Depth-Breadth Synergy in RLVR: Unlocking LLM Reasoning Gains with Adaptive Exploration

Imagine you are training a brilliant but slightly stubborn student (the AI) to solve incredibly difficult math problems. You want them to get better at two things:

Solving the hardest problems (even if they have to try many times to get it right).
Getting the right answer on the very first try (so they are fast and reliable).

For a long time, the standard way of training these students (called RLVR) had a major flaw. It was like a teacher who only gave extra attention to "medium-difficulty" homework. If a problem was too easy, the teacher ignored it. If a problem was too hard and the student kept getting it wrong, the teacher gave up on it, thinking, "This student just can't do this."

The authors of this paper realized this was a mistake. They found that to truly unlock the student's genius, you need to balance Depth (how hard the problems are) and Breadth (how many problems you practice at once).

Here is the breakdown of their solution, DARS, using simple analogies:

1. The Problem: The "Fairness" Trap

In the old method (GRPO), the teacher treated every student's attempt equally.

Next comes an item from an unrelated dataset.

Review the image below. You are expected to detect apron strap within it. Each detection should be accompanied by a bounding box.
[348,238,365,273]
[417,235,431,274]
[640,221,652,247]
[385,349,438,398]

The Issue: If a student tried 8 times on a super-hard problem and failed every time, the teacher thought, "Well, the average success rate for this group is low, so this problem isn't worth much attention."
The Result: The student never learned the hard stuff. They got good at medium problems but hit a ceiling on the really tough ones.

2. The Solution: "Depth" (DARS)

The authors introduced DARS (Difficulty Adaptive Rollout Sampling). Think of this as a smart tutor who changes their strategy based on the student's struggle.

The Analogy: Imagine the student is trying to climb a mountain.
- Old Method: The teacher says, "Try 8 times. If you fall, move to the next mountain."
- DARS Method: The teacher watches the first few attempts.
  - If the student is breezing through the easy hill, the teacher says, "Good job, move on." (Waste less time).
  - If the student is stuck on a steep, rocky cliff (a hard problem), the teacher says, "Okay, this is tough. Let's try 32 times instead of 8. We will keep throwing rocks at this wall until we find a path that works."
The Magic: By spending more "tries" (rollouts) on the hard problems, the student eventually finds the solution. This is Depth. It teaches the model to think deeper and solve harder puzzles.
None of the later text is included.